Thursday, October 13, 2011

October 28, 1848 --- The Sea Serpent

The Illustrated London News publishes the first sketch (left) of the great "Sea-Serpent" which had been spotted by the crew of HMS Daedalus in the South Atlantic.

The drawings are based upon the descriptions provided to the Admiralty by the ship's commander, Capt. Peter M'Quhae R.N.  Some 300 miles off the African coast, the gallant officer had observed a beast of "extraordinary dimensions.... its head appeared to be four feet out of the water, and there was about sixty feet of its body in a straight line on the surface."  Capt. M'Quhae hails the artist for “most faithfully" recapturing what it was he saw from the quarterdeck.

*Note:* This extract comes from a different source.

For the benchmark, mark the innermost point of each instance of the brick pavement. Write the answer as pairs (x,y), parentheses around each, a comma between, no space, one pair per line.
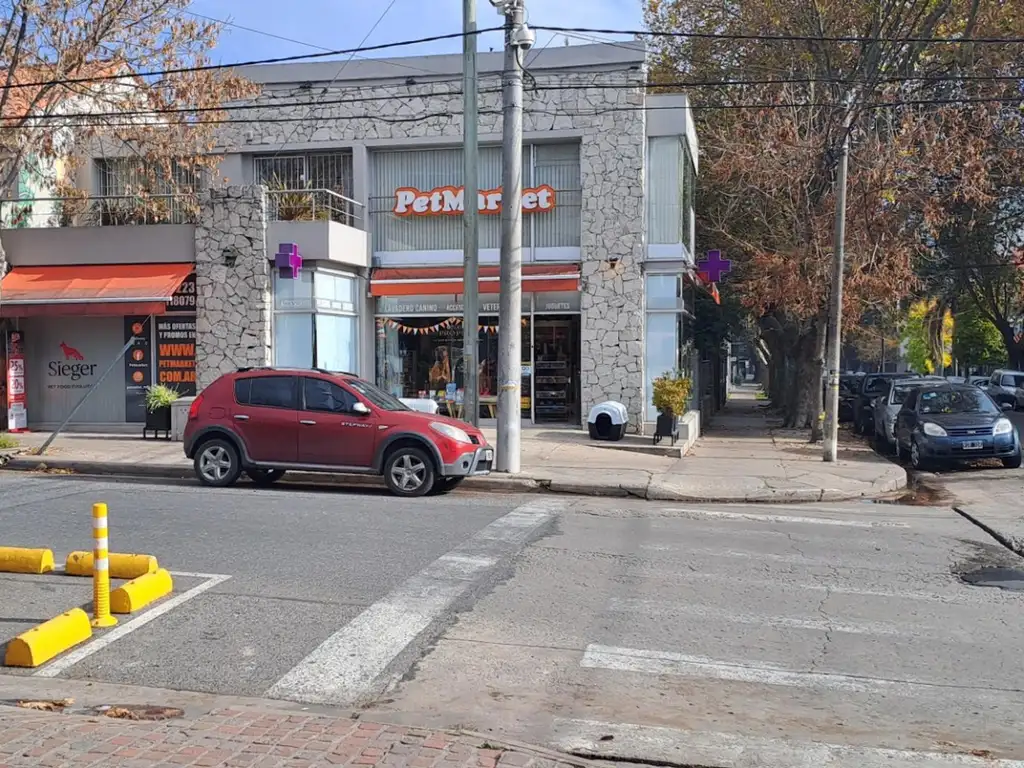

The sketches prompt an immediate sensation and a vigorous debate. The letters columns in both the popular and scientific journals are soon filled with corroborative testimonials. Soon, however, the great paleontologist Richard Owen, who had coined the word "dinosaur," wrote to The Times to assert that the creature was nothing more than a large sea lion, stranded by the melting of an Antarctic ice-flow. While he graciously conceded that such a beast could be "readily mistakable" for a sea-serpent, he concluded airily, "A larger body of evidence from eye witnesses might be got together in proof of ghosts than of the Sea-Serpent."

The good Capt. M'Quhae, his honor and eyesight impugned, joined the epistolary fray; he insisted the beast had been "coolly and dispassionately contemplated" by several veteran seaman who know a seal when they see one.

Punch has the last word with an item headed MISSING: THE GREAT SEA-SERPENT. Anyone espying same is urged to contact their office for the monster "had been going lately to great lengths [and] friends fear that he may have come to an untimely end."

The Daedalus sighting spawned numerous copycat claims of serpents and "sea snakes."  In 1861, the Victorian naturalist Philip Henry Gosse concluded that "immense unrecognized creatures of elongate form roam the ocean."